Dagster Running Dagster: Event Driven Pipelines
At Dagster, we process millions of events a day from Dagster+. This event data is used for tracking credit usage, powers tools like Insights, and provides a peek into how organizations are using our platform. This data comes in at such velocity that we need to take advantage of stream processing tools like Apache Kafka and Flink to ensure that we are capturing every event and doing so efficiently.
In this webinar, we'll show you how we integrate these tools into our data platform, take advantage of Dagster's observability features to monitor this streaming pipeline, and ingest this data into our internal data warehouse.
Kurt Cagle: Why It's Time To Rethink Linked Data
As the LLM takes center stage in the way we interact with data, the knowledge graphs are becoming a critical part of the data infrastructure. The author highlights the shortcomings of both named graphs and property graphs and explains how the RDF-star specification offers flexibility in building entity relationships.
https://ontologist.substack.com/p/why-its-time-to-rethink-linked-data
Stackoverflow: 2025 Developer Survey
The "Almost Right" Problem: 66% of developers are frustrated with AI solutions that are almost right, but not quite, making debugging AI-generated code more time-consuming than helpful.
It is undeniable that AI accelerates the coding process, but operationalizing the code remains a bottleneck. Despite the usage continuing to grow, the positive sentiment for AI tools has decreased in 2025: 70%+ in 2023 and 2024 to just 60% this year.

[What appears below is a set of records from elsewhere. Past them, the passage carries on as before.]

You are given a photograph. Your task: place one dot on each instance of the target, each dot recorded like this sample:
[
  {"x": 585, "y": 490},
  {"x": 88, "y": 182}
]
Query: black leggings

https://survey.stackoverflow.co/2025
LangChain: How to Build an Agent
Instead of a typical technical walkthrough of building an agent, the LangChain blog narrates how to think through an agent-building process structurally. The blog walks through six practical steps—from defining realistic task examples and drafting a detailed SOP to developing an MVP prompt, orchestrating data and APIs, testing iteratively, and deploying at scale.
https://blog.langchain.com/how-to-build-an-agent/
Sponsored: How to Build a Data Platform From Scratch
A comprehensive guide for data platform owners looking to build a stable and scalable data platform, starting with the fundamentals:
- Architecting Your Data Platform
- Design Patterns and Tools
- Observability
- Data Quality
The guide also features real-world examples illustrating how different teams have built in-house data platforms for their businesses.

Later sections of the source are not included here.